В остальной разношерстной толпе эмигрантов детей было не много. По последним статистическим данным уровень рождаемости белого населения в США перевалил критическую черту отрицательных показателей и неуклонно катился к абсолютному нулю, чему способствовала и эмиграция, больше напоминающая паническое бегство.
Толпа счастливчиков, отыскавших или вписавших правдами и неправдами в свои родословные украинско-еврейские корни, коротала время в баре.

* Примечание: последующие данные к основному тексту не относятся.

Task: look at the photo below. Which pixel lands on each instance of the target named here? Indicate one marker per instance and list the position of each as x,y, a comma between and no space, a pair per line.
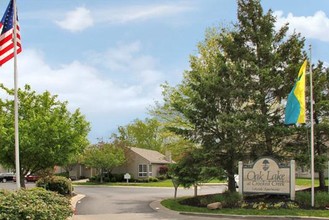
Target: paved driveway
131,202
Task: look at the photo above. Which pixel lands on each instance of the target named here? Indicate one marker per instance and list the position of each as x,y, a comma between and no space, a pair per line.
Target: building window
142,170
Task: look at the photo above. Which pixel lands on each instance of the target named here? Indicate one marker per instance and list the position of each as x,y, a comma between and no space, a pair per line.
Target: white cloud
82,18
128,61
76,20
316,26
106,104
141,13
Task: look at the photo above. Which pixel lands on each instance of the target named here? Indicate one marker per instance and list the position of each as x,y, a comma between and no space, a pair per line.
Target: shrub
304,199
58,184
231,199
35,204
162,177
163,170
153,179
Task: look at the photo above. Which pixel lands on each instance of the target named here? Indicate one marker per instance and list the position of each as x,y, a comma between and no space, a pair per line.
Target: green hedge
34,204
59,184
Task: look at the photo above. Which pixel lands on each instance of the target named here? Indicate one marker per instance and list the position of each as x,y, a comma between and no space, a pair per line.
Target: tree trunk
101,180
231,183
176,184
22,181
322,183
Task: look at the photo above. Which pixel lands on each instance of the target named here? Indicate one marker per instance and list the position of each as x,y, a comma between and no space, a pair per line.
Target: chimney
168,156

Вот где проявлялась истинная генетика!
Пара-тройка ярко выраженных англосаксов прихлебывала виски и надменно поглядывала на всех иных попутчиков: при этом покорители Америки гордо вытягивали гусиные шеи и поджимали и без того тонкие губы-ниточки; словно топором вырубленные ирландцы дружной бригадой навалились на тёмное пиво, а итальянцы энергично жестикулировали в клубах табачного дыма над чашками крепкого кофе и рюмкой самбуки; брайтонцы, о которых упоминал офицер таможни, громко материли его и по-русски, и по-английски, и пытались снять нервный стресс двойными порциями водки.